Moreover, the global gene expression analysis of ovarian tissue showed that the expression characteristics of genes related to intercellular adhesion and association in the OHSS + Nin group were closer to those in the COH group, while the expression of the corresponding genes in the OHSS group was significantly different (Figure 7E). This finding suggests that nintedanib can indeed reduce the increase in peritoneal capillary permeability induced by OHSS. Combined with the abovementioned results (the development of the corpus luteum and the synthesis of hormones and growth factors were affected by nintedanib), we believe that nintedanib treatment can reduce the increase in corpus luteum vascular permeability by blocking the development of the corpus luteum and the secretion of VEGF and other signaling molecules.

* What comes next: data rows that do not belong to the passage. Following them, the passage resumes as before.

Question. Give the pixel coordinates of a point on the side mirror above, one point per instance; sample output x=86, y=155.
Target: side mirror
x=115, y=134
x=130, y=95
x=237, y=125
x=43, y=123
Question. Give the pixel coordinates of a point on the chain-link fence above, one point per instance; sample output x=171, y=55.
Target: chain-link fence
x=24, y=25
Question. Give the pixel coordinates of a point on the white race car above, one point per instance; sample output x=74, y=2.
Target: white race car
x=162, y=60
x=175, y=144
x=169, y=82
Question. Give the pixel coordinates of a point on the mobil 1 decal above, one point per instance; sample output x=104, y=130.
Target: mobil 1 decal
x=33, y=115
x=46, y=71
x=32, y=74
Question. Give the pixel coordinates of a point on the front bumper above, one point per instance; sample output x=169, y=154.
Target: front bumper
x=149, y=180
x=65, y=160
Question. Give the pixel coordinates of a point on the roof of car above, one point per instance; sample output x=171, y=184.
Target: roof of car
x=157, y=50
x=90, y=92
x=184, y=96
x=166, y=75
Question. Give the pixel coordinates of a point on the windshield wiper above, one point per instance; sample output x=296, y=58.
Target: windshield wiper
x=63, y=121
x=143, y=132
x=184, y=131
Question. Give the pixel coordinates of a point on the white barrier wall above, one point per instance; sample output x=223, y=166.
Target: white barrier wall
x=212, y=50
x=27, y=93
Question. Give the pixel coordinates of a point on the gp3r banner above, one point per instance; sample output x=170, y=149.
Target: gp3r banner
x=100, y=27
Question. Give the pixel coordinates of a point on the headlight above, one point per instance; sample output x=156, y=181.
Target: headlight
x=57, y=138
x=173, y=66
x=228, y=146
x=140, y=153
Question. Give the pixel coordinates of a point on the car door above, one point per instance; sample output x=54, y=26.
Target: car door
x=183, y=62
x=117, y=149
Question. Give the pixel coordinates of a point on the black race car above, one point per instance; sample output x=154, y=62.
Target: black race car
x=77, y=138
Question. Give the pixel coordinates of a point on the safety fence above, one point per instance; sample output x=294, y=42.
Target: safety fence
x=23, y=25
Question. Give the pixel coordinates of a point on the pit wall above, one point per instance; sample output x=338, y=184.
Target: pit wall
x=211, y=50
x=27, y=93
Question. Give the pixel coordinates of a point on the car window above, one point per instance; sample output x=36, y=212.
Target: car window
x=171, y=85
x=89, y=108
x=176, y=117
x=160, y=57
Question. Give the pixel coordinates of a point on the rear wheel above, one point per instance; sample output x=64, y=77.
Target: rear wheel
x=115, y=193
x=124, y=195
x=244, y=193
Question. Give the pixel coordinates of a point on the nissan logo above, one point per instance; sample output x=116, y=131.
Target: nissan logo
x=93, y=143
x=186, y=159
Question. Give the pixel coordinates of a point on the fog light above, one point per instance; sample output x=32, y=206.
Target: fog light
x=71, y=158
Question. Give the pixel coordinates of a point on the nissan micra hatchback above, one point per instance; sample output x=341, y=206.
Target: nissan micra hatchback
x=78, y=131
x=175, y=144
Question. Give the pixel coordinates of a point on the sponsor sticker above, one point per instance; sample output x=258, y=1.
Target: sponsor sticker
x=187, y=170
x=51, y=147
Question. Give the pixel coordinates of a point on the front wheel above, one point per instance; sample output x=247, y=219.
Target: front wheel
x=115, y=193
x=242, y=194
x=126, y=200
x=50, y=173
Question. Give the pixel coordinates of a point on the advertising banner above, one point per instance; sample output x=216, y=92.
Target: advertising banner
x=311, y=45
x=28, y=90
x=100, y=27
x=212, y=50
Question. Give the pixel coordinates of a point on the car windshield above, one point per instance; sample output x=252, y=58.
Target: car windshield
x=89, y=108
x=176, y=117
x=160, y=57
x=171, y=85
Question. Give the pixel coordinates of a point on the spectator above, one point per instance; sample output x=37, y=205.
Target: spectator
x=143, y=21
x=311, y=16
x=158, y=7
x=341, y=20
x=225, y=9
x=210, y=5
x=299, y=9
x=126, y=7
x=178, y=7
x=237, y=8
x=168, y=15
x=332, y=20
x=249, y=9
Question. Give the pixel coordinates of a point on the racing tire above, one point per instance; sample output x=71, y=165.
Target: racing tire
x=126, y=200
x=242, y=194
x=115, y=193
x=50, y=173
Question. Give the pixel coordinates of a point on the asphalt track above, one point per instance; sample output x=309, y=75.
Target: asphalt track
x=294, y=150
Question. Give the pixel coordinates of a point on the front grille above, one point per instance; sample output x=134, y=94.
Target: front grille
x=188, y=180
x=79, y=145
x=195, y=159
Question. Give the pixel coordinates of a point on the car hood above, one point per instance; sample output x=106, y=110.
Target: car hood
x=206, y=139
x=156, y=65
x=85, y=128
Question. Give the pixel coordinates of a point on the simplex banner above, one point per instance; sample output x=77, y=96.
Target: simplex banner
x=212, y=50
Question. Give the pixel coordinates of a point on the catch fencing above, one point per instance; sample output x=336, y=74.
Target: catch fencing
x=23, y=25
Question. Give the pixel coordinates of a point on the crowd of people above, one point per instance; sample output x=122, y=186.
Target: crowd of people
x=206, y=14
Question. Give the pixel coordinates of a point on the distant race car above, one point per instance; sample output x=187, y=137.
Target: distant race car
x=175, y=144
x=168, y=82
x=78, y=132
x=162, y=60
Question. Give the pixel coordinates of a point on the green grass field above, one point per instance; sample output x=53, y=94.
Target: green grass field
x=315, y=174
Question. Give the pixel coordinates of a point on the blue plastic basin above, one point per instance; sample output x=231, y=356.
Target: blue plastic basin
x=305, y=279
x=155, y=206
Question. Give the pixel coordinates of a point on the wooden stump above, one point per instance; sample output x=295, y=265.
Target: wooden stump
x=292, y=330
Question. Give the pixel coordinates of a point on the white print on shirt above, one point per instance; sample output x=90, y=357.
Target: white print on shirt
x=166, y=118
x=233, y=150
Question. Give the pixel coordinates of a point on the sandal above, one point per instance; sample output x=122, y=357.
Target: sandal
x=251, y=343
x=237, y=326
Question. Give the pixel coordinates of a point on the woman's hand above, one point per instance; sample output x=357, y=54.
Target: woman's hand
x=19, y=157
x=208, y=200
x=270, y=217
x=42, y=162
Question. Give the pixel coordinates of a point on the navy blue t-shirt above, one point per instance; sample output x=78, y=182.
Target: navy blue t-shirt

It has been reported that TKI treatment may lead to an increased risk of both thrombosis and bleeding.31 Among these drugs, nintedanib is considered to have little risk of thrombosis and only a very low risk of bleeding.30–32 Due to the body fluid loss caused by OHSS, the patient’s blood is generally in a hypercoagulable state.1,14 Therefore, the bleeding risk of nintedanib is further reduced in the context of the hypercoagulable state of OHSS itself. To comprehensively evaluate the two risks, we tested coagulation- and thrombosis-related indices of mouse models after using nintedanib (Figure 8). The results showed that FIB increased significantly in the OHSS group compared with the COH group and the OHSS + Nin group. The corresponding D-D dimer also increased in the OHSS group, but without a significant difference compared with the other two groups. Since these two indicators both reflect thrombotic risk, the results confirmed the hypercoagulable state of OHSS and that nintedanib treatment in OHSS do not increase the risk of thrombosis. For the indices of APTT, PT and TT, all of which represent the bleeding risk, there was no significant difference observed among the three groups, with the indices of the OHSS + Nin group much closer to those in the COH group. This result suggests that the use of nintedanib does not increase the risk of bleeding in the OHSS mouse model. In addition to the low risk of thrombosis and bleeding of the drug itself, we speculate from the following two perspectives to explain the results. On the one hand, the use of nintedanib alleviates the symptoms of OHSS, thus reducing the loss of body fluid and avoiding the occurrence of blood hypercoagulability. On the other hand, the treatment of OHSS is generally a relatively short process, while the side effects of nintedanib reported in the literature are for the treatment of other diseases, with long-term and high-dose drug utilization characteristics.30–32,37 Therefore, we believe that the use of nintedanib in OHSS can avoid the risks related to coagulation and bleeding. Moreover, according to the literature reports, after stopping the use of TKIs, the capillary system of the corresponding tissue can be quickly restored and reconstructed, which suggests that the use of this kind of drug should not affect the structure and function of the ovary in the future.37
In conclusion, we found that nintedanib, a broad-spectrum angiogenesis inhibitor, can directly block the effect of VEGF on VEGFR through the action of TKIs; moreover, nintedanib can inhibit the proliferation of corpus luteum vessels, thus destroying the development of the corpus luteum and the secretion of VEGF. Both of these factors can reduce the vascular permeability increase induced by VEGF to alleviate the severity of OHSS symptoms (Figure 9). In addition, no serious side effects, such as thrombosis and bleeding, were observed in the treatment of OHSS with nintedanib. Considering that current treatment schemes, such as cabergoline, are not fully applicable to all cases and that nintedanib is a more direct and powerful VEGF signal blocker that can be used after ovulation, our results may provide a new idea for the treatment of OHSS without affecting the ovulation stimulation process, oocyte quality, embryonic development or gamete safety. Undeniably, the application of nintedanib has limitations. Since the scheme dramatically blocks the development of the corpus luteum and reduces luteal function, it is not suitable for fresh embryo transfer cycles. However, taking its potential therapeutic value into account, we think nintedanib is worthy of consideration among patients at high risk of OHSS in “freeze-all” COH cycles.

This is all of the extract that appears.